DEV Community

Albert Zeyer
Albert Zeyer

Posted on

Managing paper bibliography, reading list

(Meta question: Maybe this community not the right place to ask, as this question is more about academic research, less about software development. But I really don't know where to ask. StackExchange will close this as opinion-based. Quora is only for short questions (asked here). Reddit maybe but not sure where exactly. Twitter maybe, as this would reach some relevant people, but this is again only for short questions.)
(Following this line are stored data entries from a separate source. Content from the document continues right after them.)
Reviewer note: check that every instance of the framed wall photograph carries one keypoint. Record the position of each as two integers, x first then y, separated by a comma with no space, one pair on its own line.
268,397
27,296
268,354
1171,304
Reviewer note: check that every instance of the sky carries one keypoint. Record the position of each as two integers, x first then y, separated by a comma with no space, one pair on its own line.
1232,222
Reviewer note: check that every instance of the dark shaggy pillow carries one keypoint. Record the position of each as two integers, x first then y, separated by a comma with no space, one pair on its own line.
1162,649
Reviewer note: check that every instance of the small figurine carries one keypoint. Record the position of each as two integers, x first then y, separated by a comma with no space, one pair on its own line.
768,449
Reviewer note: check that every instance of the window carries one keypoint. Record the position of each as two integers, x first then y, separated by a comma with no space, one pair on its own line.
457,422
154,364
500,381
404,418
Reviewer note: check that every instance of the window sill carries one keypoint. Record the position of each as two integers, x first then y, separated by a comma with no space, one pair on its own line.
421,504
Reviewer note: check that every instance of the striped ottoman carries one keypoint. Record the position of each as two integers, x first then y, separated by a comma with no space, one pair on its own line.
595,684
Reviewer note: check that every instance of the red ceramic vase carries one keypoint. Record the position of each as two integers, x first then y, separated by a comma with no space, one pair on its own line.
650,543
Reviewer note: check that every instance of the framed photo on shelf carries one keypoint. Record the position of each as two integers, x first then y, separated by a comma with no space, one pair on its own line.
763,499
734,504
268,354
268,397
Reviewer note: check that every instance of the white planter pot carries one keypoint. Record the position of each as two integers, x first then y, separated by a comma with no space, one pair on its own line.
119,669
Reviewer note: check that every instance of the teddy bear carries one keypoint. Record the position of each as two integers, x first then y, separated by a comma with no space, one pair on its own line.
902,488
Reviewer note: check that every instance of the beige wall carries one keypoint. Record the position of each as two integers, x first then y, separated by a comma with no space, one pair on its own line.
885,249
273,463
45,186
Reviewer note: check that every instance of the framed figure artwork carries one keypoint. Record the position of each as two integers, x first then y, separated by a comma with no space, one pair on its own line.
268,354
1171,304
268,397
So far, when I stumbled upon a nice paper (all the time when I open my Twitter timeline), I put it on a reading list, which is a Google Doc, or leave the paper open in a tab until I get time to read it later. That's how I easily end up with 100s of open tabs. Some of them I read, and then I also put them in other Google Docs for some specific research field which I work on where it relates to. I also have a huge Bibtex file which I edit by hand, where I put papers in which I cite in own papers. I further have some scripts which organize, unify and deduplicate entries in that Bibtex file.

Google Doc is online, and the Bibtex file in some Git repo, so everything is properly synchronized. This is an important requirement.

However, it doesn't scale well, and is annoying to organize. I have all these tabs open because it is way too complicated to open the Google Doc and put it in there for potential later read, maybe with some note where I found it or why I think it is relevant for me. Then sometimes each month I go through all these tabs and put it into the Google Doc, which is pretty annoying.

So now I considered to use Zotero. But this lacks a lot of what I do currently, e.g. running my scripts to unify entries. I saw that there is a plugin architecture, and the Zotero-better-bibtex plugin, and a Python script using that debug bridge. So probably I can use that as a base to make my existing scripts work. But not sure if I should work on that now. I also wonder a bit that I still need to put so much own work into it, and how other people are doing this.

Also, importing a paper in Zotero is still not so easy. E.g. when I have some Arxiv page open, ideally I want to do a single click to import it. But now I need to click the "export as bibtex" button, copy that into clipboard, then import that in Zotero, and then currently manually edit the entry to be consistent. Edit I just needed a reload of the Arxiv page after I enabled the Chrome extension. After that, the import properly works now with a single click, which is nice. It still might need some post-editing, e.g. changing "Journal article" to "Report", and maybe other things.

Maybe I have not found the right plugins yet. Or maybe there are also better solutions than Zotero. Or maybe I do things wrong. I would just like to know how others are doing this.

Top comments (1)

Collapse
 
benjioe profile image
Benjioe • Edited

What features do you need ?

I see only two main features :

  • Save some url in an online reading list => for that, I just use browser's bookmarks
  • Save article content with "some note where I found it or why I think it is relevant for me" => I know that's Microsoft Onenote can be configure to add origin url when you past a content.